Peer-training prepares participating social medical practitioners for their role as peers and creates common evaluation standards. Because the German Statutory Pension Insurance desires nationwide cross-institutional application of peer reviews, the advanced module should be offered regularly (e.g. annually) as a stand-alone CPD measure for healthcare professionals active in quality assurance procedures. Annual review will maintain the effects of training and minimise peer bias.
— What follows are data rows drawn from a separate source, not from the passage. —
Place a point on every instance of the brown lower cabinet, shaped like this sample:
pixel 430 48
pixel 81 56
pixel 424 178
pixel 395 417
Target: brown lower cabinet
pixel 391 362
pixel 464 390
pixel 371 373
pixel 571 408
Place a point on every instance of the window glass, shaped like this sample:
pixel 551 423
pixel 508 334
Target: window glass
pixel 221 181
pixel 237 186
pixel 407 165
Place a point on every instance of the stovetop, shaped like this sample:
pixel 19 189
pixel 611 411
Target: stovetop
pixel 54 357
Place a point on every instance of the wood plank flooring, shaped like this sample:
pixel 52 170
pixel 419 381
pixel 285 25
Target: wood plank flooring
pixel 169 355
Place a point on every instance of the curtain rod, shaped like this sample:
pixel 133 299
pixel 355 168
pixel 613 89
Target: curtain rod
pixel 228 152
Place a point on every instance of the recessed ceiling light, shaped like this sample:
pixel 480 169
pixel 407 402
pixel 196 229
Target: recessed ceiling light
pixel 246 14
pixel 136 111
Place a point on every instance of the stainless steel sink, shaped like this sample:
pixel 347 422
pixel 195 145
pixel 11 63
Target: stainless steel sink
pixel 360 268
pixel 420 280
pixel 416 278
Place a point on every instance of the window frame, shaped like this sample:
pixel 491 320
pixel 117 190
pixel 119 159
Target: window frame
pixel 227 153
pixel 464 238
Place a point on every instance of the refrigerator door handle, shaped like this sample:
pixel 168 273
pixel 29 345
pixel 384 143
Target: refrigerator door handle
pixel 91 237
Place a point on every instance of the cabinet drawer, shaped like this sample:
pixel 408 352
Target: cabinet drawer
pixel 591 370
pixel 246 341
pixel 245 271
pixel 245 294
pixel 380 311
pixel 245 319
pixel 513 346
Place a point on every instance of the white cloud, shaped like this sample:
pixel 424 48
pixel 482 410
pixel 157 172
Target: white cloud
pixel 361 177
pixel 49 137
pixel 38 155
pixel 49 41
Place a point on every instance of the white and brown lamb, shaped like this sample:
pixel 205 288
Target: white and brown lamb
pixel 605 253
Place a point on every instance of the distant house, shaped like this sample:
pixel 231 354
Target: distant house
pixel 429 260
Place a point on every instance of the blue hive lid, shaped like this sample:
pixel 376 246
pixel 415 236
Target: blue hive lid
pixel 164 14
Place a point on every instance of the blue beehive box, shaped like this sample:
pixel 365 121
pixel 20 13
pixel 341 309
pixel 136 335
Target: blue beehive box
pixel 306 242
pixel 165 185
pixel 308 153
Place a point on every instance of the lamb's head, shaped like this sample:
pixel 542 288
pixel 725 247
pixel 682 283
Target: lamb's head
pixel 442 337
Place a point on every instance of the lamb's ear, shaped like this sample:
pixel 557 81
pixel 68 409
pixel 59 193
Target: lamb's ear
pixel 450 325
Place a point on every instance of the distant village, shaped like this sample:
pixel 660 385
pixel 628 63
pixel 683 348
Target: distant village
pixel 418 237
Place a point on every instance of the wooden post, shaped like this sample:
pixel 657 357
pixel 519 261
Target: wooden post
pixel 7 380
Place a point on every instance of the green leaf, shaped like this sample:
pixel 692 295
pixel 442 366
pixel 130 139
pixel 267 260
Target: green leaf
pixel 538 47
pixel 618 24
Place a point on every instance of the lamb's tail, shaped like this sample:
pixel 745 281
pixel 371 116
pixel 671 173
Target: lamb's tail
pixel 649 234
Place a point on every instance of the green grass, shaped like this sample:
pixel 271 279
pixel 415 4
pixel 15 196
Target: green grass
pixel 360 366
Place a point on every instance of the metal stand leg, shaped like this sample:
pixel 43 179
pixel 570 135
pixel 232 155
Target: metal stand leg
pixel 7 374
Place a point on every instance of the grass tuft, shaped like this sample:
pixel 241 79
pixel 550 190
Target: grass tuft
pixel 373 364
As peers usually remain the same, their experience will increase with each training session and peer review. This will have positive effects on inter-rater reliability. Evidence of this assumed effect is only verifiable with continuous re-evaluation. If reliability does not improve after repeated training, the review instrument itself should be redesigned. Following evaluation of the peer review manual [17], the German Statutory Pension Insurance considered the development of a standardized peer curriculum as a further component in implementing a quality assurance system in evaluating work capacity based on social medical experts’ reports.